Bodega Josefa se ha alzado con el segundo premio y Tablafina Barcelona ha completado el podio en el primer concurso presencial celebrado en Cataluña.
El certamen estuvo muy reñido y los resultados se decidieron por puntuaciones muy ajustadas.
El concurso se enmarca en la Ruta del Paquito, la campaña impulsada por la Interprofesional Agroalimentaria del Ovino y el Caprino de Carne (INTEROVIC) para promover el consumo de carne de lechal, cordero y cabrito, especialmente entre el público joven.

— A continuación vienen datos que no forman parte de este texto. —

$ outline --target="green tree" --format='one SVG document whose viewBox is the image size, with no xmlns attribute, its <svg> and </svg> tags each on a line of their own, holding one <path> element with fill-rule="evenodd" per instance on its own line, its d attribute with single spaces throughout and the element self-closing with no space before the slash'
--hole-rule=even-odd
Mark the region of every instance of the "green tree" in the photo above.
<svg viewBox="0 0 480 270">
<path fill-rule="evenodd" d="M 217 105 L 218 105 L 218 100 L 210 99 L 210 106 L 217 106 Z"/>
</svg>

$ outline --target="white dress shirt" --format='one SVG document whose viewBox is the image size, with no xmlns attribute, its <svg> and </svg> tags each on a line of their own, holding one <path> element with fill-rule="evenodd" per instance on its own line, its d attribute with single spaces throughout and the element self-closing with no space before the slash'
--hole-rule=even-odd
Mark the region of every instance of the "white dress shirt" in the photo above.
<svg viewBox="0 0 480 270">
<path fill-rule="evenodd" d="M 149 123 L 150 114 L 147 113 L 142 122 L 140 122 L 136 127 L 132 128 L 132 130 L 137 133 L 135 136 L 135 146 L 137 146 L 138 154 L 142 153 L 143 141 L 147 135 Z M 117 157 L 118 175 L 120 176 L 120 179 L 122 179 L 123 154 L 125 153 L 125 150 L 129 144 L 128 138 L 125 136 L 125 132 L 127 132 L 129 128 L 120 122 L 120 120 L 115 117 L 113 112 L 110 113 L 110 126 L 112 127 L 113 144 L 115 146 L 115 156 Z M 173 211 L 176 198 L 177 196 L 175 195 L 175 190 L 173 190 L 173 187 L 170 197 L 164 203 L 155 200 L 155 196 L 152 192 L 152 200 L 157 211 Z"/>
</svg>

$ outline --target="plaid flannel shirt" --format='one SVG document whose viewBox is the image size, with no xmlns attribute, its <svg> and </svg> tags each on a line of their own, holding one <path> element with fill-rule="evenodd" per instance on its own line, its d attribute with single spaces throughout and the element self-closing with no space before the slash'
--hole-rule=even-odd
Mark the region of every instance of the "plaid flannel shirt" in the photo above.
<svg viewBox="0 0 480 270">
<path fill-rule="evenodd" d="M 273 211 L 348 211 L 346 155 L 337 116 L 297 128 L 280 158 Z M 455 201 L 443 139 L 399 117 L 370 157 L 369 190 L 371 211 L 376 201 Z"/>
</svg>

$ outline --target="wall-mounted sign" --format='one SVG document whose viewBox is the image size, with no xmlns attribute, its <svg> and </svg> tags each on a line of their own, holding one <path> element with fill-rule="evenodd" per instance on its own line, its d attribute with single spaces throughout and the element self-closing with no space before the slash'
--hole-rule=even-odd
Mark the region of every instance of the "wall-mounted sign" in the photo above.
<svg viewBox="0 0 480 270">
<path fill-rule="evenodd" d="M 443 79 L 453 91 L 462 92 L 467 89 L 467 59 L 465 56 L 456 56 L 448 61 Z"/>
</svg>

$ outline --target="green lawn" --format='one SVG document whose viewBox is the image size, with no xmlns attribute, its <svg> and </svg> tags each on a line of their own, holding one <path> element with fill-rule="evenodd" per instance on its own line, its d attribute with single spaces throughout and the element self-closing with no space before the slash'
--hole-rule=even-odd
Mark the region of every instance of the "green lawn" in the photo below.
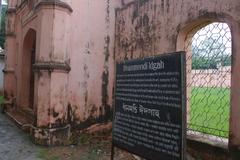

El concurso, celebrado por primera vez de forma presencial en Cataluña, reunió ayer a los establecimientos finalistas, que cocinaron sus propuestas en directo ante los siete miembros del jurado, compuesto por Tomás Rodríguez, director de INTEROVIC (la Interprofesional Agroalimentaria del Ovino y el Caprino de Carne); Laura Ruana, subdirectora general d’Indústries i Qualitat Agroalimentàries de la Generalitat de Catalunya; las periodistas gastronómicas Rosa Rodón, Mònica Ramírez, Rosa Molinero y Cira López; y el chef Andrés Huarcaya, cocinero y consultor gastronómico con más de 10 años de experiencia en elBulli Catering.
El jurado valoró especialmente la originalidad y el equilibrio de la propuesta ganadora. “El toque definitivo ha sido la originalidad del Paquito”, destacó Tomás Rodríguez, director de INTEROVIC. “Es un Paquito muy equilibrado, con una parte de cordero que destaca su sabor, acompañado de una masa de pan frita, un pan diferente, y las especias”. Ese conjunto fue el que le valió el primer premio en un concurso muy ajustado.
Nico Drago, propietario y chef de Contracorrent Bistró Gràcia, explicó que con este Paquito quisieron honrar la mezcla de las cocinas italiana y catalana que define su propuesta. “Hacemos una mezcla de cocina ítalo-catalana y se nos ocurrió usar este bollo típico de Sicilia», contó. De hecho, reconoció que el resultado tiene un aire familiar para el comensal local: «si lo miras bien, este bocadillo parece hasta una bomba», en referencia a la típica tapa barcelonesa.
La idea del relleno surgió al adaptar la receta tradicional siciliana a su día a día, combinando un guiso de cordero lechal muy delicado con una picada de anchoa, perejil y ajo.
Para Drago, el premio supone un impulso especialmente valioso para un restaurante pequeño en una ciudad tan competitiva como Barcelona: “Somos un restaurante pequeñito y la competitividad en Barcelona es muy, muy feroz; pienso que nos va a ir muy bien un empujoncito, y todo suma al final”, señaló.